After downing a shot of Thraxian fire whiskey, the one thing those imperial bastards made that was worthwhile, I made my way to the door. I made sure to do so conspicuously, just in case. I stopped to retrieve my arms, and then stepped out into the night.
Myrrhn is a very different city at night. There are pools of dazzling light, filled with revelers and music, often around the more beautiful landmarks. Fountain Grove was the closest of these. I could see people heading there, moving in large groups for company, and the illusion of safety. There are safe areas, places that are off limits to the Guilds. Bridges, for one, are all off limits by ancient agreement. Not that it makes much difference to a good killer — they pretty much have you dead to rights if you take refuge on a bridge. Fountain Grove was not one of these. However, while Myrrhn is dangerous, it is not so violent as to discourage people from enjoying the vibrant nightlife.

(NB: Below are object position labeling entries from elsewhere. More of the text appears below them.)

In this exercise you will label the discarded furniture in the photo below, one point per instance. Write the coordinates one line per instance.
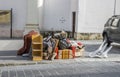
(37, 47)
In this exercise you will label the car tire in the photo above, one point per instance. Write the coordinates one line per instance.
(106, 39)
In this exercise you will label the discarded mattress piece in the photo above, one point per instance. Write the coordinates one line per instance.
(102, 51)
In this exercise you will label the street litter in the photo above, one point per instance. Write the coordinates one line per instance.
(53, 46)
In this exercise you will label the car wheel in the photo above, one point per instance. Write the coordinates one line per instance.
(106, 39)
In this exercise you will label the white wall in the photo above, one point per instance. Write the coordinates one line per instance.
(93, 14)
(19, 11)
(54, 11)
(32, 12)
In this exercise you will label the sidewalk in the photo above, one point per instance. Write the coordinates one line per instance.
(9, 57)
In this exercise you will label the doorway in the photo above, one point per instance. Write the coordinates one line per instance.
(73, 23)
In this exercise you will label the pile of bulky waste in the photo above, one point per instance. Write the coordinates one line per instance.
(54, 46)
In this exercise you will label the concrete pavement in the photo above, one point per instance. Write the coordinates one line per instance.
(12, 65)
(75, 69)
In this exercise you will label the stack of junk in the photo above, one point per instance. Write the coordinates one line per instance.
(53, 46)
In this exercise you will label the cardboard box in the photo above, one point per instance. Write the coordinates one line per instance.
(79, 52)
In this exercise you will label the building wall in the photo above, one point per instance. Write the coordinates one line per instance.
(57, 15)
(93, 14)
(19, 17)
(32, 12)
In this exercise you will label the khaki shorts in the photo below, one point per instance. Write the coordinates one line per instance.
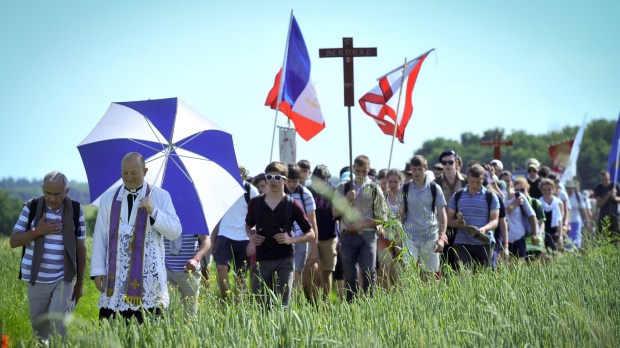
(327, 254)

I could not see any assassins. I smiled at the thought.
Lamplight cast deeper shadows in the alleys that I passed. A man walking alone at night in the city is either a target, or someone to be feared. As I cloaked myself in menace, taking the long way home, avoiding the revels and the light, I wondered which of these that I would be seen as.
I was beginning to feel to think the night would turn out to be less eventful than the day when I heard a scream from an alley as I passed.